2) Shift from performative to participatory spirituality.
Faith cannot be primarily something performed by clergy or staff for people to watch or consume; it must be something that everyone is equipped to practice in daily life. This means creating pathways for simple, accessible spiritual habits and disciplines that can be adopted by everyone.
The church needs to learn how to listen to its own members’ spiritual stories and experiences in order to help connect them with the stories of scripture and the theological tradition. This begins with finding out what keeps people up at night and helping them discover how the Gospel of Jesus makes meaning out of their experience, particularly their suffering.
Most mainline churches’ language and cultural forms are inaccessible to most people in their neighborhoods. The Reformation involved a lot of vernacular translation. Somehow that got lost along the way. We need to reclaim it.

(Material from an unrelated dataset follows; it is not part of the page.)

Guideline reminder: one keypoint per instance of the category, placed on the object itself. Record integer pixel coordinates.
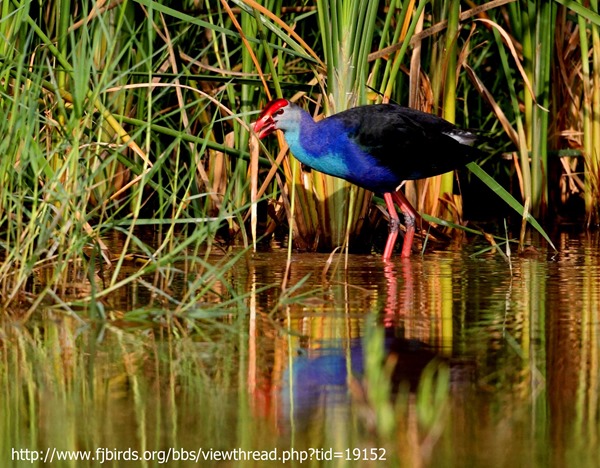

Everything listed above involves innovation, which is simply the adoption of new practices in a community. We don’t know what will work ahead of time. There is so much that needs to be discovered at the grass roots through local experimentation. We need to try a lot of things, learn from failure, and create an environment in which we can take risks together for the sake of the Gospel.
We need to take this journey together, not in isolation. Too many church leaders are lonely today. Most of our inherited church structures aren’t designed for peer sharing and mutual support. We need to figure out how to learn and discern together.
Claiming the Promise
The dismantling of the inherited congregational and denominational structures may be the work of the Holy Spirit, the work of the devil, or just the byproduct of the end of the Age of Mobilization (when Americans organized themselves into voluntary societies to get things done) and the rise of the Age of Authenticity (when Americans looked inward to discover and express their true self). Trying to reverse it is pointless. It is better to get clear on what God’s promises in Christ are for us and for our neighbors and find simple ways to make those promises come alive for ordinary people in ways they can understand and embody.